The intention was clear: deadly collective punishment in a deliberate act of mass intimidation in the name of “security.” This was a continuing fulfilment of a 2016 promise made by the Secretary General of the NRM party, one Justine Kasule Lumumba, to a restive population back then: “The state will kill your children,” she stated in a public speech to parents about the then post-election demonstrations. We now know that she meant their grandparents as well.
But this is completely normal. And that is the tragedy of Uganda’s politics.
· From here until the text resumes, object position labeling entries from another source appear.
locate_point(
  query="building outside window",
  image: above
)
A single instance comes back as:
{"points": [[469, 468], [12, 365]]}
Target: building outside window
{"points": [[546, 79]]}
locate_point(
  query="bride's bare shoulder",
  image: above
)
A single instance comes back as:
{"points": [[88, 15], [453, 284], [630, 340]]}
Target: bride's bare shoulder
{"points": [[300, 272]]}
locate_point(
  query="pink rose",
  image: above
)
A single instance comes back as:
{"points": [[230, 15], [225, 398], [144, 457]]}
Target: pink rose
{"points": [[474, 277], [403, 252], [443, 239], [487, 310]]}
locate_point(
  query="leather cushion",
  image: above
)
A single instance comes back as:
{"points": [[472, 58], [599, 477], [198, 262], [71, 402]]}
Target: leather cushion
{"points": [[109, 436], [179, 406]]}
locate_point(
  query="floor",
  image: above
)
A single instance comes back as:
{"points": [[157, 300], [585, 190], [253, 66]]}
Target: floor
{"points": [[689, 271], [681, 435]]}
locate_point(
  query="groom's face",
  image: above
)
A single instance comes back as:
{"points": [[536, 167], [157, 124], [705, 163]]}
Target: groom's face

It is also the ultimate triumph of the NRA/M as an organization: to have seduced the country into mistaking the political value of security for valuable politics itself.
Without being forensic, one can trace a direct line from these latest killings back to the 1990 shooting dead of two Makerere University students at a sit-down strike protesting the abolition of student allowances; the military deployments against the repeated 1990s attempts by now-forgotten opposition activist Michael Kagwa to hold demonstrations for a return to multipartyism (eliciting the taunt from President Museveni for them to proceed “if you wish to see dead bodies”); the increasingly regular violence from the 1996 election onwards; the 2009 Buganda uprising shootings; the 2010 shootings of demonstrators protesting the burning of Buganda’s royal tombs; and the 2016 killings of over one hundred Rwenzururu palace guards and others in Kasese, and so on.
There is absolutely nothing new in what has just happened, how it happened and what will (not) happen next.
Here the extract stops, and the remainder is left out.